Output interpretation:

  • Binary models: prints one sigmoid value in [0,1] and a line Binary Thresholded=0|1 (threshold 0.5).
  • Multi‑class (Tic‑Tac‑Toe): prints the list of three sigmoid values and a line Argmax Class=<index>. Class order used by training is [ongoing, draw, win]. Values do not necessarily sum to 1 (not softmax).

Examples:

Input=[0, 1]
Raw Output=[0.842]
Binary Thresholded=1
Input=[0, 0, 0, 0, 1, 0, 0, 0, 0]
Raw Output=[0.903, 0.001, 0.099]
Argmax Class=0   # class 0 = "ongoing"

With labels and ground truth:

python3 scripts/infer_mlp.py --model results/tictactoe_multi.json \
  --input 1 0 1 -1 -1 -1 0 1 0 --labels --ttt-gt
Input=[1.0, 0.0, 1.0, -1.0, -1.0, -1.0, 0.0, 1.0, 0.0]
Raw Output=[...]
Argmax Class=0
Argmax Label=ongoing
GroundTruth Class=2 Label=win (0=ongoing,1=draw,2=win)

If you prefer probability‑like outputs that sum to 1, switch the final layer to softmax (or add a softmax option for inference).

Visualization (scripts/visualize_results.py)

Overlay curves across all CSVs in a directory. Flags: --dir, --prefix (filter by filename prefix), --metric (loss|accuracy), --out. Accuracy displayed as percentage (internally multiplies by 100).

python3 scripts/visualize_results.py --dir results --metric accuracy --out results/overlay_accuracy.png

Serialization (MLP.to_dict / MLP.from_dict)

Structure:

{
  "layer_sizes": [n_in, h1, ..., n_out],
  "learning_rate": 0.3,
  "weights": [[[...]]],
  "biases": [[...]]
}

Save Model

with open('model.json', 'w') as f:
    json.dump(mlp.to_dict(), f)

Persist with Python json.dump; load using MLP.from_dict (shape consistency validated). json.dump(mlp.to_dict(), f)

Serialization Format

{
  "layer_sizes": [2,4,1],
  "learning_rate": 0.5,
  "weights": [[[...],[...]], ...],
  "biases": [[...], ...]
}

Load with MLP.from_dict() via infer_mlp.py.

CSV Conventions

All training scripts store epoch-level rows: epoch,loss,accuracy (accuracy ∈ [0,1]).

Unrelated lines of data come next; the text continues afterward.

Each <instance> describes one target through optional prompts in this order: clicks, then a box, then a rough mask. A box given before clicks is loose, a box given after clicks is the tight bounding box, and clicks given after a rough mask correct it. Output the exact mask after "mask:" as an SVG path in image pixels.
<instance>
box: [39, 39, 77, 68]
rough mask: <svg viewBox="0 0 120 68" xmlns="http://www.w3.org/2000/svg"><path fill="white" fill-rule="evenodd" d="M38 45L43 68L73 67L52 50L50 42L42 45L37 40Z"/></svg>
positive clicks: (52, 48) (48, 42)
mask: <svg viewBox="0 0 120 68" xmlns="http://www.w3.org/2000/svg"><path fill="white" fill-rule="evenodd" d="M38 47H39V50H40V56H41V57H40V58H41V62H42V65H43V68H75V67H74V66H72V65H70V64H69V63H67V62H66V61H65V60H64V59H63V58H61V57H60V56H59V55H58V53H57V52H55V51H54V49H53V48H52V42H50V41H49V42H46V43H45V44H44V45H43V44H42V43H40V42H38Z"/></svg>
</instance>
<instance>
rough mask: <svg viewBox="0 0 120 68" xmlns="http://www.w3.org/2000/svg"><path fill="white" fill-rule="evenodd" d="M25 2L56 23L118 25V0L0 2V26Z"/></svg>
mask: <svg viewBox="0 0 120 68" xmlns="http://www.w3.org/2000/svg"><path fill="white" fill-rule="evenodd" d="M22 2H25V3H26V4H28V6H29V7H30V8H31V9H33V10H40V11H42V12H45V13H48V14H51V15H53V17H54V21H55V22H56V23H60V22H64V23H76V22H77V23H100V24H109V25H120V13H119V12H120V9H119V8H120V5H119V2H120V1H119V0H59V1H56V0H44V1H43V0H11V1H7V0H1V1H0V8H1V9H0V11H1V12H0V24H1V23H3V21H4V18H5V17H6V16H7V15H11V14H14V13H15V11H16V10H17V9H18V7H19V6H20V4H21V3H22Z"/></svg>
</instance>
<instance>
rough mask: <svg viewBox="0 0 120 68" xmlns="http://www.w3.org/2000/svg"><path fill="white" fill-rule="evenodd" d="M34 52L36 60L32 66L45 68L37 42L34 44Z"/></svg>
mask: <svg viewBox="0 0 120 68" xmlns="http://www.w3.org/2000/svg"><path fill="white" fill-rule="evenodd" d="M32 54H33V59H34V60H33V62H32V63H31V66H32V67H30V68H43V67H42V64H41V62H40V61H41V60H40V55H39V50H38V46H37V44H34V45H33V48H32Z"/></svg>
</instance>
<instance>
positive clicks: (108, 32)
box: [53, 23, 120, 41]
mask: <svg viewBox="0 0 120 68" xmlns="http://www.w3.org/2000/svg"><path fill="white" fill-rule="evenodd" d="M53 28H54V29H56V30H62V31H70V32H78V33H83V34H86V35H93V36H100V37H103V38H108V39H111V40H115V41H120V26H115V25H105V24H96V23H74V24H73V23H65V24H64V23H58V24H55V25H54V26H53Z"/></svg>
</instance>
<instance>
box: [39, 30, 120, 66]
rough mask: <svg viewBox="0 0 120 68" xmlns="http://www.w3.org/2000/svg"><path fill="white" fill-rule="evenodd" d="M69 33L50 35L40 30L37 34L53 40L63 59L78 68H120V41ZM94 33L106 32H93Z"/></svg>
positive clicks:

Visualization multiplies accuracy by 100 for plotting. Automation script for AND gate uses different CSVs: and_gate_trials.csv & and_gate_accuracy_curve.csv.

Design Choices & Limitations

  • Simplicity prioritized: raw Python lists for matrices; clear loops over vectorized operations.
  • MSE for classification: fine on tiny problems; replace with cross‑entropy + softmax for multi‑class robustness.
  • Sigmoid everywhere: introduces potential saturation; depth kept minimal to mitigate vanishing gradients.
  • No momentum / Adam / weight decay: educational focus on base gradient descent.
  • Early stopping uses accuracy only; could add validation loss patience.
  • Deterministic dataset generation ensures reproducible Tic‑Tac‑Toe splits (random only in shuffling & weight init).

Troubleshooting

  • XOR does not converge: increase hidden size (--hidden 4 or 8) or adjust --lr (0.3–0.8). Extremely high --lr may destabilize.
  • Loss plateaus: try lowering learning rate or using smaller batch (set batch_size < dataset length).
  • NaN values: usually from large weights + high lr; restart with lower lr.
  • Visualization finds no files: confirm CSVs in results/ and metric columns present.

Quick Reference Commands

# Perceptron AND training
python3 bs/my_perceptron.py --new 2 --train --steps 40 data/and_gate.txt --save perceptron_and.json

# Perceptron XOR failure
python3 bs/my_perceptron.py --new 2 --train --steps 40 --max-phases 30 data/xor_gate.txt

# XOR MLP training
python3 scripts/train_xor_mlp.py --hidden 4 --lr 0.5 --epochs 5000 --out results --save-model results/xor_model.json

# XOR benchmarking
python3 scripts/benchmark_xor.py --hidden 2 3 4 5 --lr 0.3 0.5 0.8 --epochs 5000 --trials 3 --out results/xor_benchmark.csv

# Inference
python3 scripts/infer_mlp.py --model results/xor_model.json --input 0 1

# Visualization overlay
python3 scripts/visualize_results.py --dir results --metric accuracy --out results/overlay_accuracy.png

Extending Next

  • Cross‑entropy + softmax output layer.
  • Confusion matrix + precision/recall (macro + per class).
  • Momentum / Adam optimizer abstraction.
  • Gradient clipping for stability on larger hidden layers.
  • Adjustable initialization (Xavier/He) to reduce early saturation.
  • Export to ONNX or a lightweight inference format.
  • Add command to compute Tic‑Tac‑Toe board feature importance (per input perturbation).